Similarly, the fear is that, after spending billions deciphering the location of every neuron of the brain, we won’t be able to understand what it all means. It may take many more decades of hard work to see how the whole thing functions.
For example, the Human Genome Project was a smashing success in sequencing all the genes that make up the human genome, but it was a huge disappointment for those who expected immediate cures for genetic diseases. The Human Genome Project was like a gigantic dictionary, with twenty-three thousand entries but no definitions. Page after page of this dictionary is blank, yet the spelling of each gene is perfect. The project was a breakthrough, but at the same time it’s just the first step in a long journey to figure out what these genes do and how they interact.

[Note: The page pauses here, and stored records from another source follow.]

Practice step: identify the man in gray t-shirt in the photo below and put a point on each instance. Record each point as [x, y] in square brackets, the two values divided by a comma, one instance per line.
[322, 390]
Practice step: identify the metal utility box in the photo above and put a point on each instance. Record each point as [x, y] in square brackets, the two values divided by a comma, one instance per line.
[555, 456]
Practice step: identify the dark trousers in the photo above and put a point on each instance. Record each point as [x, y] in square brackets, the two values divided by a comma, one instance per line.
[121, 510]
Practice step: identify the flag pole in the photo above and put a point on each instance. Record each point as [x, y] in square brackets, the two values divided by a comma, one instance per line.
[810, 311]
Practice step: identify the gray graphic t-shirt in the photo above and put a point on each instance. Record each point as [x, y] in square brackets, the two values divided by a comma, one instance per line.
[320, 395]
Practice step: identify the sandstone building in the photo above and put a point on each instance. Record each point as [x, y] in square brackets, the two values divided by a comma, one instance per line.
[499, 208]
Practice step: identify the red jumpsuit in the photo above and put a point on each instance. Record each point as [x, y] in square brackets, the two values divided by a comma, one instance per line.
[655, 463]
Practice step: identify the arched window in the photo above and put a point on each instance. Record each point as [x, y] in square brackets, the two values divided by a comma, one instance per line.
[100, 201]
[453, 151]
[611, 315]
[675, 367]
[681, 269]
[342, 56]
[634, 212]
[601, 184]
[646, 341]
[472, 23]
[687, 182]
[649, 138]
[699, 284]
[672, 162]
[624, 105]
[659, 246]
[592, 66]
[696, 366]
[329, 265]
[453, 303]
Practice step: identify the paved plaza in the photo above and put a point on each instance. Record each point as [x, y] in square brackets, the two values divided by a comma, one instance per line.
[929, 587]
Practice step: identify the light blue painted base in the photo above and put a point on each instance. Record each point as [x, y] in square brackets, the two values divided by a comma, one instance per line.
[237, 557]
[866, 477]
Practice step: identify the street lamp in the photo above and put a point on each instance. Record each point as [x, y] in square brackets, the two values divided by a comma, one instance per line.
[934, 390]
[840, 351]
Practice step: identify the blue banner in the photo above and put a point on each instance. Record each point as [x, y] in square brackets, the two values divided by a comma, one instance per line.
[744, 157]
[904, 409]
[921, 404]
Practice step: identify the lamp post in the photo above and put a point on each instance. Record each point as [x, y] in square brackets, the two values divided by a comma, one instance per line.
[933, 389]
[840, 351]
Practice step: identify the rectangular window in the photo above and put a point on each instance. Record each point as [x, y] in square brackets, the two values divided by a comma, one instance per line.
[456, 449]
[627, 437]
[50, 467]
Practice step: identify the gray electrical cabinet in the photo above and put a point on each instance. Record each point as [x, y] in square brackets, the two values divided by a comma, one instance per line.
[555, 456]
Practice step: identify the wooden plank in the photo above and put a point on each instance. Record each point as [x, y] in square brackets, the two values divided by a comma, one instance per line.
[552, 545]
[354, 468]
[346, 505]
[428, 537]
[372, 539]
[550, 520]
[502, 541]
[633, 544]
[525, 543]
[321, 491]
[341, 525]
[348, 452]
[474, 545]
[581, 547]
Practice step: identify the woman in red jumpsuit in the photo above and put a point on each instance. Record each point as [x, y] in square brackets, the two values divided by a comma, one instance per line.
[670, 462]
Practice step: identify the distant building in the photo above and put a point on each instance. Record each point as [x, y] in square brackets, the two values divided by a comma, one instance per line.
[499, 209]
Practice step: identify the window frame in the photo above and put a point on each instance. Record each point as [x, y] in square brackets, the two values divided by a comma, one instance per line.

Similarly, just having a complete map of every single neural connection in the brain does not guarantee that we will know what these neurons are doing and how they react. Reverse engineering is the easy part; after that, the hard part begins—making sense of all this data.
THE FUTURE
But assume for now that the moment has finally arrived. With much fanfare, scientists solemnly announce that they have successfully reverse engineered the entire human brain.
Then what?
One immediate application is to find the origins of certain mental diseases. It’s thought that many mental diseases are not caused by the massive destruction of neurons, but by a simple misconnection. Think of genetic diseases that are caused by a single mutation, like Huntington’s disease, Tay-Sachs, or cystic fibrosis. Out of three billion base pairs, a single misspelling (or repetition) can cause uncontrollable flailing of your limbs and convulsions, as in Huntington’s disease. Even if the genome is 99.9999999 percent accurate, a tiny flaw might invalidate the entire sequence. That is why gene therapy has targeted these single mutations as possible genetic diseases that can be fixed.